I called this one "Cover" as a nod...or tip of the my military ties.  A hat in the military is called a cover. 

Tuesday, November 15, 2016

We Can Do It!

We Can Do It
16 x 20
Oil on Canvas

This is a continuation of my "Rosie the Riveter" series.  These amazing women took over when the men were called to serve overseas.  They held jobs traditionally held by men...not glamorous...but they saw and need and rose to the occasion.   

The war touched everyone's lives in many ways.  My Grandfather, Uncles, Aunt and my Dad were all active duty service members during World War II.  My grandmother wore this blue star pin. 

It has one star for every family member she had in harms way.  While the men, and some women were fighting overseas my aunt Adrienne worked as a mechanic...along with scores of other women picking up unglamorous jobs that had to be done.  Everyone did their part for the war effort.  I do find it amusing that my Aunt Adrienne could fix and engine but never got her drivers license!

I feel it is important to remember how much these women did during the war, they sacrificed, worked hard, and kept our county running...doing their part to help win the war. 

Tuesday, October 18, 2016

PCS...Permanant Change of Station


PCS=Permanent Change of Station
24 x 30
Oil on Canvas

Permanent Change of Station or PCS is what happens to military families every 2, 3 or 4 years.  It is a way of life. 

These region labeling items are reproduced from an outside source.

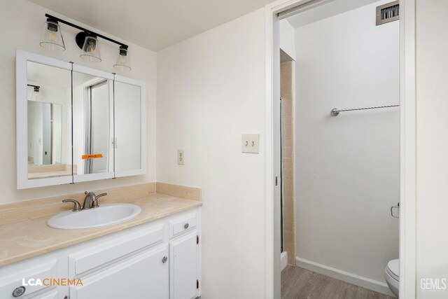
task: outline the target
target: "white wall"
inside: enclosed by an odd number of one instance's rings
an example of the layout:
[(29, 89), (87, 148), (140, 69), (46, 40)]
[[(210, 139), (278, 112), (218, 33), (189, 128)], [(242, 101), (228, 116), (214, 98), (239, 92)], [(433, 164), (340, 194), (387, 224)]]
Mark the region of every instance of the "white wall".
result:
[(416, 288), (422, 299), (448, 297), (447, 289), (421, 289), (422, 278), (445, 279), (448, 286), (447, 20), (448, 2), (416, 1)]
[(265, 298), (265, 97), (264, 9), (158, 52), (158, 181), (202, 188), (204, 299)]
[[(120, 178), (114, 180), (98, 181), (53, 187), (43, 187), (29, 190), (17, 190), (15, 168), (15, 50), (20, 49), (64, 61), (73, 61), (79, 64), (117, 72), (113, 65), (118, 55), (116, 45), (101, 40), (101, 54), (103, 61), (98, 64), (88, 63), (79, 57), (80, 49), (75, 43), (76, 31), (62, 25), (66, 50), (62, 53), (46, 50), (39, 46), (41, 34), (46, 21), (45, 13), (57, 13), (31, 4), (26, 0), (8, 1), (7, 9), (0, 10), (1, 38), (8, 42), (2, 43), (0, 52), (0, 90), (2, 92), (2, 108), (0, 109), (0, 203), (27, 200), (50, 196), (81, 192), (85, 190), (105, 188), (132, 185), (155, 181), (155, 84), (156, 54), (150, 50), (123, 41), (130, 46), (133, 69), (124, 72), (122, 76), (134, 78), (146, 83), (147, 89), (147, 132), (148, 154), (147, 174), (144, 176)], [(20, 16), (20, 18), (18, 18)], [(76, 20), (62, 16), (68, 21), (86, 27)], [(101, 32), (111, 38), (107, 33)], [(120, 40), (120, 39), (118, 39)], [(119, 71), (118, 73), (120, 73)]]
[[(384, 1), (382, 1), (384, 2)], [(384, 281), (398, 258), (399, 23), (382, 2), (296, 29), (296, 255)]]
[(289, 24), (286, 19), (279, 22), (280, 23), (280, 48), (289, 55), (293, 60), (295, 60), (295, 41), (294, 39), (294, 28)]

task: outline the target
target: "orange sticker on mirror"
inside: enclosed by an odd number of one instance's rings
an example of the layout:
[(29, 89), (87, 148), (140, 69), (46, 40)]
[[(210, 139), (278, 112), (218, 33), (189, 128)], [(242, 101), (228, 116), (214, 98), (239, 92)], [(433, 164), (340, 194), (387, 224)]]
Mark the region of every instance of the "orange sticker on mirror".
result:
[(102, 153), (92, 153), (91, 155), (83, 155), (83, 160), (86, 159), (97, 159), (99, 158), (103, 158), (103, 154)]

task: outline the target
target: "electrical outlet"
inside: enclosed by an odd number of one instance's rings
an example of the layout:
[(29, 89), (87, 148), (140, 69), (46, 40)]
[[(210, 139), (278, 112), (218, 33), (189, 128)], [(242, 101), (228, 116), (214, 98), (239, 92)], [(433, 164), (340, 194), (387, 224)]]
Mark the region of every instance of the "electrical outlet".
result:
[(185, 157), (183, 150), (177, 150), (177, 164), (178, 165), (185, 165)]
[(241, 153), (260, 153), (260, 134), (243, 134), (241, 144)]

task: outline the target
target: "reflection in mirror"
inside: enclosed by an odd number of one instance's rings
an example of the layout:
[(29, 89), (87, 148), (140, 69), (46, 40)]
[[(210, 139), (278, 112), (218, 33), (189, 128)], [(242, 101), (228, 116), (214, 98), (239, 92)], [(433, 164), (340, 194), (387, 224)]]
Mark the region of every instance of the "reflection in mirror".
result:
[(73, 72), (74, 165), (77, 174), (113, 172), (112, 81)]
[(72, 174), (70, 73), (27, 62), (29, 179)]
[(115, 170), (141, 168), (141, 88), (115, 82)]

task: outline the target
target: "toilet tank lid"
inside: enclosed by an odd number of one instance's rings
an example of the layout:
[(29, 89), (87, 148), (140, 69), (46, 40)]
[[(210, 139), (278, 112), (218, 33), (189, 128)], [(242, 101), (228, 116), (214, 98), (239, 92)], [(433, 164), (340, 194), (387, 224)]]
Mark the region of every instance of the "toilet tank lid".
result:
[(400, 260), (392, 260), (387, 263), (387, 267), (391, 272), (400, 277)]

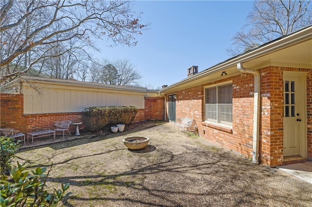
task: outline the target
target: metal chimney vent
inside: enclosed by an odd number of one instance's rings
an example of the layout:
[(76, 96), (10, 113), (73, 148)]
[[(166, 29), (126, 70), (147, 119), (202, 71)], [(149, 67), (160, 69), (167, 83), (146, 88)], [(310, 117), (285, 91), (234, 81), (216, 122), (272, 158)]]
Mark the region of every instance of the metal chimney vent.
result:
[(198, 67), (193, 66), (187, 69), (187, 77), (191, 77), (192, 75), (198, 72)]

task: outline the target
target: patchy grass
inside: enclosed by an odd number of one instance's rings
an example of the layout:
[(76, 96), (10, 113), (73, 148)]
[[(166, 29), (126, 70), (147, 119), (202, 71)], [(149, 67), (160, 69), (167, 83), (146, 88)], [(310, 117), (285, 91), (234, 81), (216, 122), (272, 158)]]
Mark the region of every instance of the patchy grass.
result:
[[(73, 193), (60, 206), (308, 207), (312, 202), (308, 183), (253, 165), (202, 138), (190, 138), (171, 123), (152, 124), (28, 149), (17, 159), (30, 160), (33, 168), (54, 163), (47, 185), (52, 190), (68, 182)], [(129, 150), (121, 140), (130, 136), (151, 141)]]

This is another of my Military Spouse Series.  I began this piece so long ago I can't even remember but I always thought it needed something else.  It has been critiqued by more people than any other piece I have even painted.  It has been reworked time and time again.  I tackled it again this week and decided it is done.  It is depicting a mood.  It is a place I have been many, many times as have millions of other military spouses.  It is moving day.  It doesn't matter if the moving is to or from the current location...the feeling is the same.  It is a feeling of being overwhelmed.  It seems like unsurmountable obstacles in the path to move forward...but it all gets will be fine.